The murine models published so far have each provided new pieces of knowledge about nebulin function and the potential pathogenesis of nemaline myopathy (NM). However, none of them had a compound heterozygous genotype (two different mutations in nebulin), typical for nemaline myopathy with nebulin mutations (NEB-NM). Furthermore, the need remains for a model recapitulating the typical form of NM. Therefore, in collaboration with Dr. Kristen Nowak (Harry Perkins Institute of Medical Research, Western Australia), we have characterised a mouse strain with compound heterozygous Neb variants, one a missense within a conserved actin-binding site and the other a nonsense variant, matching the genetics of most patients with typical NEB-NM.
This new model, along with the corresponding parental lines with only the missense or the nonsense mutation, will be useful in deciphering the pathogenetic mechanisms of NEB-NM. Moreover, this mouse model will be suitable for evaluating therapeutic approaches, including gene-based therapies for the disorders caused by mutations in NEB. (Laitila et al., manuscript in preparation).
Variants in the Y-box binding protein 3 (YBX3) gene have been connected to Nemaline myopathy.

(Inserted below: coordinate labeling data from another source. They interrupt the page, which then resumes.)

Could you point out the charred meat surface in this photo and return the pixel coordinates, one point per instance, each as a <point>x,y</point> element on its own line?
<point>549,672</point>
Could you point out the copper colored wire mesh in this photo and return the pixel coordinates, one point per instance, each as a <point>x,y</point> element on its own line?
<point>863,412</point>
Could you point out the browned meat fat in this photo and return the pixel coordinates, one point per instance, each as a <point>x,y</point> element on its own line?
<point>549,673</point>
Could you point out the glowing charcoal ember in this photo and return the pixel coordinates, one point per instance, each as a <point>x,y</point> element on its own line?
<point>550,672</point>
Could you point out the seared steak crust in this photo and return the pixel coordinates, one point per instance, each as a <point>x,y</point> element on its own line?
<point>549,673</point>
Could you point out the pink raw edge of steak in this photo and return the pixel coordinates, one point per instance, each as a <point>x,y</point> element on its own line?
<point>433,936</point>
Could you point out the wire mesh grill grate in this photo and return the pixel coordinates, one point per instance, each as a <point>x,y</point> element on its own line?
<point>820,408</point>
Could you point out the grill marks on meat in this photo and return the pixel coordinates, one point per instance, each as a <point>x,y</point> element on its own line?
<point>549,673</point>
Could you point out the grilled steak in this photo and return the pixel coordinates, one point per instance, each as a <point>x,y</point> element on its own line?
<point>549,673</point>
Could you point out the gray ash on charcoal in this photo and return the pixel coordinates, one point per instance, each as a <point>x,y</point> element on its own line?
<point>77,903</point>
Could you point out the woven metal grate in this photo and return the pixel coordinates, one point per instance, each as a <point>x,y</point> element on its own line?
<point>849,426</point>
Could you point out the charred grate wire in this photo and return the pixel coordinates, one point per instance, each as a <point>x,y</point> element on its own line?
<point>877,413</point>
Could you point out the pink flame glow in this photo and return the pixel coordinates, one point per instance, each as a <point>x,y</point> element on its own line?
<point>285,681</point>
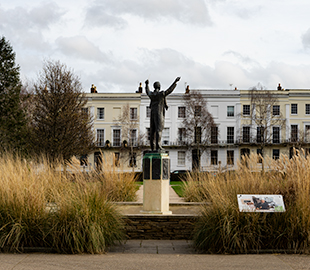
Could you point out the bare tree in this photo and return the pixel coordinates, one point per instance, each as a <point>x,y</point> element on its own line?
<point>60,128</point>
<point>132,138</point>
<point>198,126</point>
<point>262,119</point>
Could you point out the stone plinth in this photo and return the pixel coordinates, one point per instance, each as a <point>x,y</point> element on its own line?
<point>156,174</point>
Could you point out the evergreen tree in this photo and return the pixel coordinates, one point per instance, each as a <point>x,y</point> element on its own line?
<point>60,126</point>
<point>12,117</point>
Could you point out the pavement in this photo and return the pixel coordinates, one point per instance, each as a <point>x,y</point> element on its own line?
<point>153,254</point>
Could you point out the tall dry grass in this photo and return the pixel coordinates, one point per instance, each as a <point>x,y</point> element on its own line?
<point>42,207</point>
<point>223,229</point>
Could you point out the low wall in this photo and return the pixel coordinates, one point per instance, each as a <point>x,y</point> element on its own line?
<point>173,227</point>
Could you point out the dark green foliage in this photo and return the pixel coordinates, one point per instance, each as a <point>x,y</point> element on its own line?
<point>12,117</point>
<point>60,127</point>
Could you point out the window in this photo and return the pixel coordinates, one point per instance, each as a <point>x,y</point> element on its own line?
<point>100,113</point>
<point>246,134</point>
<point>260,155</point>
<point>307,133</point>
<point>181,158</point>
<point>260,135</point>
<point>133,160</point>
<point>294,133</point>
<point>307,108</point>
<point>181,134</point>
<point>84,160</point>
<point>230,157</point>
<point>197,134</point>
<point>276,134</point>
<point>116,159</point>
<point>148,111</point>
<point>85,111</point>
<point>165,136</point>
<point>230,134</point>
<point>294,108</point>
<point>197,110</point>
<point>148,134</point>
<point>133,113</point>
<point>214,157</point>
<point>214,133</point>
<point>133,137</point>
<point>215,111</point>
<point>276,110</point>
<point>100,137</point>
<point>276,153</point>
<point>116,137</point>
<point>181,112</point>
<point>230,111</point>
<point>246,110</point>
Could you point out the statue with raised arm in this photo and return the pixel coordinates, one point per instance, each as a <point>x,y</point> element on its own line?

To better understand the impact of these variants, we are working on localization and interaction studies of the wild-type protein and the variants. Part of the work is being done in collaboration with Stephan Lange's group in California.
We have published two custom Comparative Genomic Hybridisation array designs - one including the known Nemaline Myopathy genes ("the NM-CGH-array", Kiiski et al. 2013) and an extended version with 176 additional genes related to other neuromuscular disorders ("the NMD-CGH-array", Sagath et al. 2018). The NM-CGH-array is built as a 8×60k design, and the NMD-CGH-array as a 4×180k design. The arrays constitute a robust method for copy number variant analysis for diagnostics of neuromuscular disorder patients, and also covers the segmental duplication regions of both nebulin and titin. These are regions that most commercial arrays do not include and are challenging to analyse by next generation sequencing based methods. We have run over 400 samples from approximately 300 families, and have found pathogenic variants in 12% of these.
Nanopore is a sequencing method for long reads. We were hoping it would solve our problems of sequencing nebulin, but turns out things aren't always as simple as you'd hoped.
Titin and nebulin, two gigantic sarcomeric proteins, both contain segmental duplication regions in their sequences, and harbour both normal and pathogenic copy number variation. These blocks are challenging to analyze by both Comparative Genomic Hybridization array methods - therefore we are developing ddPCR based assays for the analysis of these regions. The method is under validation, and will be subject for a manuscript in the near future.